CLIPping the Limits: Finding the Sweet Spot for Relevant Images in Automated Driving Systems Perception Testing
Philipp Rigoll, Laurenz Adolph, Lennart Ries, Eric Sax
TL;DR
This work tackles the challenge of assembling semantically relevant image subsets for automated driving perception testing by leveraging CLIP to rank images by query similarity and introducing an automatic threshold to convert ranking into a usable partial dataset. It introduces a two-Gaussian mixture model to describe the cosine-distance distribution and derives the threshold from their intersection, with a single-Gaussian fallback when the mixture fails. The method balances false positives and false negatives and includes a fallback procedure to maintain automation, demonstrated on the ACDC dataset with prompts like snow, fog, rain, and night, plus a fallback analysis on traffic lights. The approach reduces manual curation, enabling scalable, automated testing of perception robustness, while acknowledging prompt-dependent variability and outlining directions for prompt optimization and broader model evaluation.
Abstract
Perception systems, especially cameras, are the eyes of automated driving systems.
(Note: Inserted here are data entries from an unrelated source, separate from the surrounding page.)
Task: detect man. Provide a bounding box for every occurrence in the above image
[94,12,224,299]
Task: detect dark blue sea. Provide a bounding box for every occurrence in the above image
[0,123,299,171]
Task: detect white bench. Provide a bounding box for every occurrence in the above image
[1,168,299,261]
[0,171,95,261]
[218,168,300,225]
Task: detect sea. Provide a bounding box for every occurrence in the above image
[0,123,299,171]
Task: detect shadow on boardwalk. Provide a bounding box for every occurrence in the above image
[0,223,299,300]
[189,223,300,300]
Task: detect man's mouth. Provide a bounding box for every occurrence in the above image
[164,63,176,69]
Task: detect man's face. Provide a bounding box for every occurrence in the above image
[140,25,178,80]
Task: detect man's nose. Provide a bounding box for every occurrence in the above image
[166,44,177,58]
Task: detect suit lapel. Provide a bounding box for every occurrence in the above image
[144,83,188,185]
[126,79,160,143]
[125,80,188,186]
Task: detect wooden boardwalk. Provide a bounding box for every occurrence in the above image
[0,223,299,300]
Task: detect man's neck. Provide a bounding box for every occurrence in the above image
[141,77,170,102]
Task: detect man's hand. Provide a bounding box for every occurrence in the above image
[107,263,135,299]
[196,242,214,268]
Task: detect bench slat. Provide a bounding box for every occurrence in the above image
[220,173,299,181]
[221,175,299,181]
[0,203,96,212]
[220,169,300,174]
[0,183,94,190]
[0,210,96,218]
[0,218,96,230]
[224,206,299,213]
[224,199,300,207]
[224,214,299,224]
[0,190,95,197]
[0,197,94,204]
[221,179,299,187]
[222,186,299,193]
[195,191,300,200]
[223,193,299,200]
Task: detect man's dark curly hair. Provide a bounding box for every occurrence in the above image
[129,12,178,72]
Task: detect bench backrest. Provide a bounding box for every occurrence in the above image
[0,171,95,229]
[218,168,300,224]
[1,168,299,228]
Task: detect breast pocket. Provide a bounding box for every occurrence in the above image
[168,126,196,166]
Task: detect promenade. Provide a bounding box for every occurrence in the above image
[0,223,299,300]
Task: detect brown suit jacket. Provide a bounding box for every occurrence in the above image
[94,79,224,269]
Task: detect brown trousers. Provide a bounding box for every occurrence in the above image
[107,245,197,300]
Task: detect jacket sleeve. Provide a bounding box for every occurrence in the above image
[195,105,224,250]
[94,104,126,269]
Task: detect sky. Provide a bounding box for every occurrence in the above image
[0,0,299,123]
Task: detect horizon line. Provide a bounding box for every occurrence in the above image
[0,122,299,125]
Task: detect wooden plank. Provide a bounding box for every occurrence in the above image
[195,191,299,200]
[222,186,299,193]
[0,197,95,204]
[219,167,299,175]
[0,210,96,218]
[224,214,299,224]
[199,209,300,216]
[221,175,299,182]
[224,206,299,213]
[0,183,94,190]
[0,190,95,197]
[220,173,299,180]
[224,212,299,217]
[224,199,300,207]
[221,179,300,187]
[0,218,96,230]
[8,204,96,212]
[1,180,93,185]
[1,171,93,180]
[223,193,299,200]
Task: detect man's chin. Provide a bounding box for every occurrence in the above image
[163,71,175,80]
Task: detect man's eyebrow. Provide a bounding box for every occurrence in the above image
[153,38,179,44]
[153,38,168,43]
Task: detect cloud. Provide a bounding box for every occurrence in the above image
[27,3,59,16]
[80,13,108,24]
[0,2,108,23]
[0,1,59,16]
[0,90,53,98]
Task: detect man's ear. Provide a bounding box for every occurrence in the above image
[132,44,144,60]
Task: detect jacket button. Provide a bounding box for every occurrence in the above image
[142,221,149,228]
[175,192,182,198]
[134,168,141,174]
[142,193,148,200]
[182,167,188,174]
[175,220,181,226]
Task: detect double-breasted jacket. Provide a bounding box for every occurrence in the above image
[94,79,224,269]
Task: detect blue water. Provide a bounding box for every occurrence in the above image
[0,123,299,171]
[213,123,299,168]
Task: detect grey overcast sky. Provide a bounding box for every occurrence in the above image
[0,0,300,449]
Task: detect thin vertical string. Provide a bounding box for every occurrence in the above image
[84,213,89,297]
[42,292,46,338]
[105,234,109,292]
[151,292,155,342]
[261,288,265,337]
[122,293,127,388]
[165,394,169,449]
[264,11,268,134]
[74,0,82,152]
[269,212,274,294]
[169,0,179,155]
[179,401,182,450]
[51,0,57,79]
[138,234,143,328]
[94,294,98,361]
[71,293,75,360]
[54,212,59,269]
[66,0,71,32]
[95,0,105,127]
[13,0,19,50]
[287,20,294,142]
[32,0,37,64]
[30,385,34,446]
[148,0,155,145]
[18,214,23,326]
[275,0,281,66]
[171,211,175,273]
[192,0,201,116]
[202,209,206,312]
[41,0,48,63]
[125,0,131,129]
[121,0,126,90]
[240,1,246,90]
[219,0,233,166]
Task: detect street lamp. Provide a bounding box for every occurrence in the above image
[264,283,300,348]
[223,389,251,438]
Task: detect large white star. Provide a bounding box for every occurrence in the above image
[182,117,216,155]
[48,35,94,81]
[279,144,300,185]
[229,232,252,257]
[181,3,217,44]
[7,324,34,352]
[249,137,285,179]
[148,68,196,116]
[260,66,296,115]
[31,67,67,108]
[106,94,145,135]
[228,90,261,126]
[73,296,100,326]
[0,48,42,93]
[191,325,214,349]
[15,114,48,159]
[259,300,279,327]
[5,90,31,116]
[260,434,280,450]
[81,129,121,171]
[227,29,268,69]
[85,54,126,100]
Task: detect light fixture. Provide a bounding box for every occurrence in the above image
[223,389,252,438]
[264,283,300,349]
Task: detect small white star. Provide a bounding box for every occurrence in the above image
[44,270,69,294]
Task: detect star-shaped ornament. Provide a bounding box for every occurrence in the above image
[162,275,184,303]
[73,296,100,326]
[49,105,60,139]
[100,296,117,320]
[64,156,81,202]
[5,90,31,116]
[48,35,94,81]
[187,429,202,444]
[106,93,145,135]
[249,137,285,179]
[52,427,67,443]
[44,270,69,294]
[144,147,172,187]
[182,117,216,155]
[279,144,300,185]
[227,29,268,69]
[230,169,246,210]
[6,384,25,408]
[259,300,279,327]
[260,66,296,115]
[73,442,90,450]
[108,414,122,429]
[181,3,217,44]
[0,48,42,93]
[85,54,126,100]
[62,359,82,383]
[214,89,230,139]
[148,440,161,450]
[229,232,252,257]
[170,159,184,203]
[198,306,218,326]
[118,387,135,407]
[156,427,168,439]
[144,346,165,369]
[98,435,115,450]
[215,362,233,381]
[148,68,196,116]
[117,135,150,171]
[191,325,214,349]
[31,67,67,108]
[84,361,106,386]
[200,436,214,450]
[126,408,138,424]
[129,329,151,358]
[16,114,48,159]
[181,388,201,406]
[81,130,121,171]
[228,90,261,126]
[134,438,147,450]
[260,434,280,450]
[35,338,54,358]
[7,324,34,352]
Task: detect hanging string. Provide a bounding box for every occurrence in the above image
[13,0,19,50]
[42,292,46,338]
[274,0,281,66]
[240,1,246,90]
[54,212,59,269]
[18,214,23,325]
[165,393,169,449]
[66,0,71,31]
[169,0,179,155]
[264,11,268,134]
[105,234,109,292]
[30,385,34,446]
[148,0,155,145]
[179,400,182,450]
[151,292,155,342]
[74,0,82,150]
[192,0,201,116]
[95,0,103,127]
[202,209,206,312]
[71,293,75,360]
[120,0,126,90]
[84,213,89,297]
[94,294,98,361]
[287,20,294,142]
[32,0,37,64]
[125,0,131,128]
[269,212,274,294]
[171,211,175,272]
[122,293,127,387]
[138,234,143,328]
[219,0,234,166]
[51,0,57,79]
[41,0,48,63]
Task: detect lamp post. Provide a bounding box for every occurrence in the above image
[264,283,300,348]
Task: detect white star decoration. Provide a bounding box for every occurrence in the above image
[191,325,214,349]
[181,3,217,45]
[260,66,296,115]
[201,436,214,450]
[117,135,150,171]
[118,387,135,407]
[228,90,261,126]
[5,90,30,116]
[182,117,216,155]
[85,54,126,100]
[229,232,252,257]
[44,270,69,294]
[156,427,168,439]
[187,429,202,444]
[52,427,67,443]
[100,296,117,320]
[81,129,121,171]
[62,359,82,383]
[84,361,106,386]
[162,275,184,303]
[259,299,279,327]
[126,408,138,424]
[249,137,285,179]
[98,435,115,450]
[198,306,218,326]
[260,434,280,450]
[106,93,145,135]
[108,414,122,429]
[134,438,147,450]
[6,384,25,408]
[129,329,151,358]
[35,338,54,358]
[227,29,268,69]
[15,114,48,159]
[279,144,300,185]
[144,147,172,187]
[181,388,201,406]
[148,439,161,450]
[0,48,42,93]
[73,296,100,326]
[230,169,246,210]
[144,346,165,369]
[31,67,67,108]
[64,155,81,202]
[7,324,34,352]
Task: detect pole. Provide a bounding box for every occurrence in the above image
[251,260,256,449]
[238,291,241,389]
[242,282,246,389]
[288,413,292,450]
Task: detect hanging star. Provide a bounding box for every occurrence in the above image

Ensuring that they function reliably and robustly is therefore an important building block in the automation of vehicles. There are various approaches to test the perception of automated driving systems. Ultimately, however, it always comes down to the investigation of the behavior of perception systems under specific input data. Camera images are a crucial part of the input data. Image data sets are therefore collected for the testing of automated driving systems, but it is non-trivial to find specific images in these data sets. Thanks to recent developments in neural networks, there are now methods for sorting the images in a data set according to their similarity to a prompt in natural language. In order to further automate the provision of search results, we make a contribution by automating the threshold definition in these sorted results and returning only the images relevant to the prompt as a result. Our focus is on preventing false positives and false negatives equally. It is also important that our method is robust and in the case that our assumptions are not fulfilled, we provide a fallback solution.